I fumbled for my calendar to see if I was available the night of the play when I happened to glance at the clock above Ms. Yi at the bar. I was late! I had completely lost track of time! Nigel and the others had taken the delk nearly an hour ago! I hastily excused myself and ran out into the night hoping I was not too late.
Re: Delk
June 7,
I saw myself
a ring of bone
in the clear stream
of all of it
–Lew Welch
Delk – Part II
June 7,
When last we left our hero (me), he had just received a packet of delk from a well-known pop artist.
The next day, I, along with Nigel, pored over the instructions that came with the delk. Before we could get started in earnest, Persephone strolled out of Nigel’s bedroom (I had no idea she had been there!) wearing only a Souxie and the Banshees T-shirt of Nigel’s. While she was, admittedly, quite attractive, there was something about her that made me uncomfortable. The doorbell rang. It was Amy (Anenome) and Ritchie with danish and coffee. *
In my foolish need to impress my new friends, I told them of the delk. They were naturally curious and we examined the note together. It was printed on a high quality paper in Fraktur, although it was in English. It smelled of stale tobacco, burnt sugar and sweat.
The instructions specified that the delk was best taken as a suppository or in food, preferably in a bechamel sauce. Persephone brightened up. “This is the perfect chance to finally put that suppository making class from high school to use!”** After an uncomfortable silence, Ritchie offered, “Or we could just put it in the sauce and eat it.” He said this slowly and deliberately. After another moment of silence, we all jumped in and agreed. Persephone sulked. I don’t know if she was embarrassed or disappointed. She was always difficult to read.
Nigel suddenly burst from his chair with great enthusiasm. “Bechamel sauce! Bechamel sauce! We must discover it’s secrets!” He ran to the bookshelf, grabbing reference books at random, consulting the index, then throwing the volume over his shoulder, hitting Ritchie at least once.

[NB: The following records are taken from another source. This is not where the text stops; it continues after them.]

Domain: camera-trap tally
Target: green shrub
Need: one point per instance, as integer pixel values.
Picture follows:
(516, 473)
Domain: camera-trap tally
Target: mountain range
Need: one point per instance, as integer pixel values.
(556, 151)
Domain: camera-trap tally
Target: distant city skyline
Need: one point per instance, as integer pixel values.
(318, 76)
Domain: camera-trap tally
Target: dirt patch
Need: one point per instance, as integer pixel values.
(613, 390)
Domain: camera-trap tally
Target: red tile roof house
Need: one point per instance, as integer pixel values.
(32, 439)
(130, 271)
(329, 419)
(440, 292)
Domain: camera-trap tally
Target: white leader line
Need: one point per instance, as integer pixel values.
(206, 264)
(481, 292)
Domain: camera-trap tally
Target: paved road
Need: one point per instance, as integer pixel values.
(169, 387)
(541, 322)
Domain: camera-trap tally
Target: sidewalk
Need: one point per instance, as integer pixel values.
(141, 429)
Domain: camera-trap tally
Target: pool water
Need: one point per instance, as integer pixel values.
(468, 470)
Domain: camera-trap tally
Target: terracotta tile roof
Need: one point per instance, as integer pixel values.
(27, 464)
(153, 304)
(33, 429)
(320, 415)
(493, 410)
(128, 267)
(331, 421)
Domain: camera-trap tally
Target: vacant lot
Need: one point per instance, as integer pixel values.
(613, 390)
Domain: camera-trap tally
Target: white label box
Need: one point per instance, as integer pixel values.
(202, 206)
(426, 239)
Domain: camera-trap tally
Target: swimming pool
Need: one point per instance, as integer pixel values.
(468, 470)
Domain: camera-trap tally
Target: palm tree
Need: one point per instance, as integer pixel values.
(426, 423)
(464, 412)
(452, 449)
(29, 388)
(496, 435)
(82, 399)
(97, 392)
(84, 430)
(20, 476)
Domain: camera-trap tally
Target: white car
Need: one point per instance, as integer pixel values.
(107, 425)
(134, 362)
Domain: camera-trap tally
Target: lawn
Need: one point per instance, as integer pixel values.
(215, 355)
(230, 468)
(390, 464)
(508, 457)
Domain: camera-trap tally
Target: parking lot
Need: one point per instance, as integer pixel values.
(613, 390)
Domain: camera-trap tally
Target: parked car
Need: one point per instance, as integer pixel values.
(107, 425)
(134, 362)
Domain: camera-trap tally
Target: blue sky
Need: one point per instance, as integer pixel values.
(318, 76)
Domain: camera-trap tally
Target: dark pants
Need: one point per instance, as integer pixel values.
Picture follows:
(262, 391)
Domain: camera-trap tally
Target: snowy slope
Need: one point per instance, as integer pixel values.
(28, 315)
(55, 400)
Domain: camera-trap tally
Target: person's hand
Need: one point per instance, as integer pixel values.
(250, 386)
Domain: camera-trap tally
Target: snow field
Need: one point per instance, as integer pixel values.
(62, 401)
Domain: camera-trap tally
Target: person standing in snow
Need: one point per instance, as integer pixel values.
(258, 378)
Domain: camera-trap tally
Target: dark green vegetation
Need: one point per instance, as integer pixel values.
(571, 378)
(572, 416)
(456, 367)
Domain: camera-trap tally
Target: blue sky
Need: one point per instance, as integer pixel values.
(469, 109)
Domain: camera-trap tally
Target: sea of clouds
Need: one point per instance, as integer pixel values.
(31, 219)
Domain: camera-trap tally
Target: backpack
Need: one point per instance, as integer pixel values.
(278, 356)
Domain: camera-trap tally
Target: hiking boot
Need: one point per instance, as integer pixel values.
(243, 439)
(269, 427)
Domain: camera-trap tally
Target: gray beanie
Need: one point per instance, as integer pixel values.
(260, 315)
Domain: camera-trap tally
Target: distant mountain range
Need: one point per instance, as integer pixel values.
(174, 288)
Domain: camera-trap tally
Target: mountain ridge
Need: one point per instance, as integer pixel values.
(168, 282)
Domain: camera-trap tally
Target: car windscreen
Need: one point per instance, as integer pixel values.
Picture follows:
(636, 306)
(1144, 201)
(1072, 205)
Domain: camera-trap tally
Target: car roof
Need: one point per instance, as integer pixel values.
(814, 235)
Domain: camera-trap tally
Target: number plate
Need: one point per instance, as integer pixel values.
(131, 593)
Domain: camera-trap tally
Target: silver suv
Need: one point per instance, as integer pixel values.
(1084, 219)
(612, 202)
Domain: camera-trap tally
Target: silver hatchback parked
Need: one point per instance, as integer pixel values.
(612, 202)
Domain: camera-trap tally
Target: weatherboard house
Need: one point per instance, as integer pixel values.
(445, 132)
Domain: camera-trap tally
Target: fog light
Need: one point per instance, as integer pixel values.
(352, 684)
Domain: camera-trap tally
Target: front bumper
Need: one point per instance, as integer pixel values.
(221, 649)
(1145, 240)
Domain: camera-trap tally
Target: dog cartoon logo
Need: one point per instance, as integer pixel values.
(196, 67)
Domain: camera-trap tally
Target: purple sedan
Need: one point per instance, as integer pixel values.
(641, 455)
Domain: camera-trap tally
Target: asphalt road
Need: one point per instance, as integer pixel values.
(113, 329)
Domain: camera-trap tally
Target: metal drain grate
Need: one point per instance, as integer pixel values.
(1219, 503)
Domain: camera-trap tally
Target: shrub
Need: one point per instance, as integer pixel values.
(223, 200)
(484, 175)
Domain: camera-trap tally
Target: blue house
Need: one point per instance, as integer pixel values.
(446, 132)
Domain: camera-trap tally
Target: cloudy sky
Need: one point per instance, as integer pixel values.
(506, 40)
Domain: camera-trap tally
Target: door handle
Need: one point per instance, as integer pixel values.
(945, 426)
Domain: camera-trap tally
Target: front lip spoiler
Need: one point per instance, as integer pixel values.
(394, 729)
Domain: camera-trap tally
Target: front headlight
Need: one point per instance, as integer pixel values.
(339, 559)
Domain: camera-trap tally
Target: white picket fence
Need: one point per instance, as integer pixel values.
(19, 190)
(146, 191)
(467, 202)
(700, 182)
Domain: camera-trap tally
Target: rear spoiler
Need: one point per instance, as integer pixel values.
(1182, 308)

These reference books included the Encyclopedia Judaica vol. 8, Musik in Geschichte und Gegenwart, bd. 21, the 2nd Encyclopedia of Comic Books Heroes,*** World Book Encyclopedia, vol. 1, The Snoopy Cyclopedia, vol. 1 and a Spanish reference on biology that I am not familiar with. He became increasingly frantic.
“Nigel!” cried Amy. “Nigel! Nigel! Calm down! Flour, butter and milk! It’s flour, butter and milk! I know how to make it!” Immediately, Nigel composed himself and returned to his easy chair. “Come to think of it,” Amy continued, “You taught me how to make it, Persephone. Why didn’t you say anything?” Persephone merely shrugged.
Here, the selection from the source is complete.